Kathy Sheppard-Jones, Ph.D., is executive director of the University of Kentucky Human Development Institute (HDI).

November 21, 2022

Roughly one in three people in Kentucky have a disability. Recent data found 75% of Kentuckians without disabilities are employed, compared to 32% of those with disabilities. Before COVID, 84% of Kentucky employers had job vacancies. Now the workforce itself is undergoing shifts, as workers quit their jobs, reimagining their worker-identity and work preferences, and restructuring their work-life balance.

However, we can bridge these gaps. Kentucky is an Employment First state, making competitive integrated employment the expectation for people with disabilities. This can build an inclusive workforce, if we are willing to meet the moment, and break the cycle of economic insufficiency for disabled Kentuckians.

Disability is a variable, not an outcome. Disability continues to have so much stigma attached to it, that we try to distance ourselves from it. For those of us who experience disability, it is part of who we are. Yet, we are continually reminded that disability is not valued. We try to minimize it. I had a conversation with a colleague who said, “I have a disability, but I hide it as best I can.”

Another colleague mentioned helping a family member find a job, remarking, “He’s ADA, but never brings it up, and isn’t going to be a problem for anyone.” The ADA is the Americans with Disabilities Act. While this law is necessary and ensures basic rights of people in community, employment and public programs, it is often insufficient. By calling a person ‘ADA’, we de-humanize people and set the stage for adversarial encounters.

We must raise expectations about what is possible and what good careers look like from the earliest ages. It is never too late, but it is much easier to start planning for transition from school to work when we read to our children, and dream of what could be. Early childhood can be a time of wonder and exploration. Families need to be able to dream about the future too. It is up to us to share the stories of people who are working, living safely in their communities, and who have the supports needed to make choices about their lives.  

Let’s provide intervention to injured or ill workers at risk of leaving the workforce. Too often, it’s not the injury or illness that is the biggest issue. It’s the cascade of events that happen when one becomes disengaged from their job, loses their paycheck, and faces the resulting economic instabilities. We also must remember that many work tasks can be accomplished in different ways.

We have to stop equating disability with disability benefits. The presence of a disability does not mean that someone cannot work.

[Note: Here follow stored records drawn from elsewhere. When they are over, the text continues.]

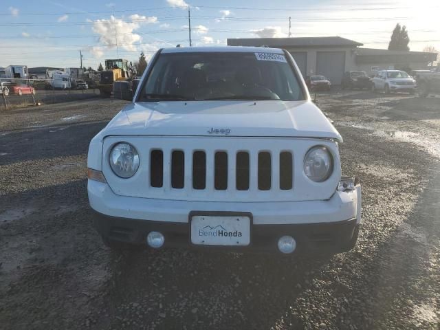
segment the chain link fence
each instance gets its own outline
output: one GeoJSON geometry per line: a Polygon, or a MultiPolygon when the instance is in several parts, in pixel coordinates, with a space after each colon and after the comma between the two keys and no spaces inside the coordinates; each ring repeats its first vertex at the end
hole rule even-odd
{"type": "Polygon", "coordinates": [[[0,78],[0,109],[84,100],[100,94],[93,81],[62,82],[56,84],[47,78],[0,78]]]}

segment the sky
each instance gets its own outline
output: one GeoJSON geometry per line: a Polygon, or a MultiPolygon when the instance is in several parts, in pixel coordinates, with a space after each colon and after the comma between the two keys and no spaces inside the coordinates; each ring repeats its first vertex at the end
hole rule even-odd
{"type": "Polygon", "coordinates": [[[228,38],[340,36],[386,49],[396,23],[410,50],[440,50],[440,2],[419,0],[0,0],[0,67],[96,69],[160,48],[221,46],[228,38]]]}

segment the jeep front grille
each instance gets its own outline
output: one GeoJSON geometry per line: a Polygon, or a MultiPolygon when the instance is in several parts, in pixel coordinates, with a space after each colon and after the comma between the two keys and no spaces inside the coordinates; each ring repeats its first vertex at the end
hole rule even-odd
{"type": "MultiPolygon", "coordinates": [[[[248,190],[251,181],[250,162],[249,153],[239,151],[230,155],[226,151],[217,151],[214,153],[213,180],[214,189],[226,190],[234,189],[248,190]],[[233,162],[228,160],[232,159],[233,162]],[[228,179],[230,175],[234,180],[228,179]],[[234,186],[228,186],[234,183],[234,186]]],[[[171,187],[175,189],[185,188],[185,175],[188,172],[192,175],[192,186],[195,190],[206,188],[207,156],[202,151],[194,151],[192,155],[188,155],[183,151],[175,150],[170,155],[170,170],[164,166],[164,152],[162,150],[153,150],[150,153],[150,185],[152,187],[161,188],[164,185],[164,177],[169,175],[171,187]],[[192,158],[192,168],[185,167],[185,158],[192,158]]],[[[272,157],[277,157],[277,168],[279,173],[279,189],[289,190],[293,188],[293,160],[292,154],[289,151],[282,151],[273,155],[269,151],[258,153],[256,164],[257,187],[260,190],[269,190],[272,187],[272,157]]],[[[208,162],[209,163],[209,162],[208,162]]],[[[188,175],[188,174],[187,174],[188,175]]]]}

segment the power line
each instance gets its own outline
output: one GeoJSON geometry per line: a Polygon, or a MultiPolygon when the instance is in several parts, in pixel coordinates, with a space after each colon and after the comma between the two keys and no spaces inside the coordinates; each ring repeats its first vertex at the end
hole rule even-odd
{"type": "MultiPolygon", "coordinates": [[[[130,35],[133,34],[140,34],[140,35],[148,35],[148,34],[162,34],[162,33],[171,33],[171,32],[185,32],[186,29],[170,29],[170,30],[149,30],[149,31],[136,31],[135,32],[131,33],[118,33],[118,36],[121,35],[130,35]]],[[[199,29],[198,28],[192,28],[192,31],[201,31],[204,29],[199,29]]],[[[209,29],[208,32],[239,32],[239,33],[248,33],[248,34],[254,34],[257,30],[230,30],[230,29],[209,29]]],[[[287,34],[289,32],[288,30],[281,30],[282,33],[287,34]]],[[[358,31],[355,32],[334,32],[333,34],[377,34],[377,33],[391,33],[391,30],[380,30],[380,31],[358,31]]],[[[410,33],[419,33],[419,32],[436,32],[437,31],[433,30],[410,30],[410,33]]],[[[322,33],[309,33],[309,32],[302,32],[300,31],[298,31],[295,32],[293,32],[295,34],[298,35],[323,35],[322,33]]],[[[49,34],[49,35],[38,35],[38,36],[30,36],[26,37],[21,36],[0,36],[0,39],[15,39],[15,40],[24,40],[24,39],[46,39],[46,38],[93,38],[93,37],[101,37],[104,36],[111,36],[113,34],[49,34]]],[[[333,35],[333,34],[332,34],[333,35]]]]}

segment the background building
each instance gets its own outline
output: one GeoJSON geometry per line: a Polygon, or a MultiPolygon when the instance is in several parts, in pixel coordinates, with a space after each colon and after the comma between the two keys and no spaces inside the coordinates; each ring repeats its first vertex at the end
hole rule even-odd
{"type": "Polygon", "coordinates": [[[252,38],[228,39],[230,46],[268,46],[292,54],[306,77],[324,75],[338,85],[344,72],[362,70],[368,74],[384,69],[426,69],[437,54],[361,48],[362,43],[340,36],[252,38]]]}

More likely, the supports for successful work are not available. There are many misconceptions about people who receive disability benefits. In reality, the systems where people find themselves are often broken, complicated, and siloed. People with disabilities are too often put on pipelines that are very different than the pipelines for talented, skilled workers. Education and training help advance careers. These avenues must be accessible, available and welcoming to all.

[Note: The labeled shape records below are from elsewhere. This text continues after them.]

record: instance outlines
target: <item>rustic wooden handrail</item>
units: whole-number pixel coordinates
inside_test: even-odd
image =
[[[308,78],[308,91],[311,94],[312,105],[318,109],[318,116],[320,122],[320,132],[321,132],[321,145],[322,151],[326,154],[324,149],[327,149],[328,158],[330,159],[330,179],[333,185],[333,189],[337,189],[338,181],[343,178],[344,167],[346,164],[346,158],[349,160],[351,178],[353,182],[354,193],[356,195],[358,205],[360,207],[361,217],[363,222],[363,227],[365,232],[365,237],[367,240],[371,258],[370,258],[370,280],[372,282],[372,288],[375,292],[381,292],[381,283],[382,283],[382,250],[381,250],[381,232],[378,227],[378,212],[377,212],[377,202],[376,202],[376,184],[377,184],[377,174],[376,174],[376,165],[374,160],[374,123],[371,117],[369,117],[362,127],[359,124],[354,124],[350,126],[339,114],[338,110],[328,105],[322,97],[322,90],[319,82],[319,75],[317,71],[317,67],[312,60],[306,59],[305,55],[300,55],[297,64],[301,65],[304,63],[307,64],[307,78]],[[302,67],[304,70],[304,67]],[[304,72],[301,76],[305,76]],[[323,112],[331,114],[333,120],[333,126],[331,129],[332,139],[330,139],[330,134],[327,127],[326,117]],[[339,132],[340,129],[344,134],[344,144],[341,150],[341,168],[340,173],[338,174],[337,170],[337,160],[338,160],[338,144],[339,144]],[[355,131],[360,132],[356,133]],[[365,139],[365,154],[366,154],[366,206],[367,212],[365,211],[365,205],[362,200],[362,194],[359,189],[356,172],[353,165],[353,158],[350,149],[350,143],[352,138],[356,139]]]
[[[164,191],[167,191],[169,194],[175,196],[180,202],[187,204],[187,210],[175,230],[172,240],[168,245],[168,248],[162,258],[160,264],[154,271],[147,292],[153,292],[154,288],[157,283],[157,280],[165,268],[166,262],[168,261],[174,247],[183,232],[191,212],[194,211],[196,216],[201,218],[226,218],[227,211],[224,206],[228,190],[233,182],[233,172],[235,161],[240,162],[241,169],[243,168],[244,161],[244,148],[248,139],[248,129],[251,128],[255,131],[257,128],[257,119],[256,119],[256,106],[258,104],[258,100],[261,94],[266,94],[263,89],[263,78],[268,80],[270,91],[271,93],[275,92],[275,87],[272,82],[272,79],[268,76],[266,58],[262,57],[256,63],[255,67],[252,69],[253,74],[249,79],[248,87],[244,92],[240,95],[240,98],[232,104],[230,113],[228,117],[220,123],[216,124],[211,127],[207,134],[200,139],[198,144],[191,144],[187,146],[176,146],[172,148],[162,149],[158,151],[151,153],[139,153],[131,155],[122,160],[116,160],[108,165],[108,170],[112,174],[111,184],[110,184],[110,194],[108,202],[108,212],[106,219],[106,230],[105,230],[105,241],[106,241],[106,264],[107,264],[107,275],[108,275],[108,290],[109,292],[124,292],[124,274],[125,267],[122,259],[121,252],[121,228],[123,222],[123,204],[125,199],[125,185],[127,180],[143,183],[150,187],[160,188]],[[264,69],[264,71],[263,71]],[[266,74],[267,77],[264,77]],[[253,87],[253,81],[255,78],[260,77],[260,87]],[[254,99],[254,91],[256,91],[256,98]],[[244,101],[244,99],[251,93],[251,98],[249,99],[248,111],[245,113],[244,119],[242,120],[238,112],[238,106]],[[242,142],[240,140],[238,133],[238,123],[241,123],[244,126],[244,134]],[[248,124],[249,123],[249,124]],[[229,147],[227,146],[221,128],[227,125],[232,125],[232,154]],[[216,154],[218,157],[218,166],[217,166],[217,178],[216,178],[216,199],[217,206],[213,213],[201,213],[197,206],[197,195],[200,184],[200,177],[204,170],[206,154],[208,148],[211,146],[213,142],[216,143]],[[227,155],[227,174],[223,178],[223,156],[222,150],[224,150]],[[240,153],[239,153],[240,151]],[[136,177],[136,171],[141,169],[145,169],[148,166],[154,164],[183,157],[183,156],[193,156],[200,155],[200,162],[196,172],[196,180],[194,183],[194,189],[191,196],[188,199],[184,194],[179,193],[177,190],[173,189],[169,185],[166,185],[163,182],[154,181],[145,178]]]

Consider this definition of inclusive workforce: An inclusive workforce is one in which the unique skills, contributions and diversity of qualified individuals, including those with disabilities, are actively recruited, valued, and integral for success. It is an environment where the engagement, development, retention and advancement of an increasingly skilled and diverse workforce is promoted and supported across all employment sectors and levels.

Let’s re-think what disability means. Let’s work together for a healthier, more robust, more inclusive workforce.

This article represents the opinions of the author and not that of the University of Kentucky.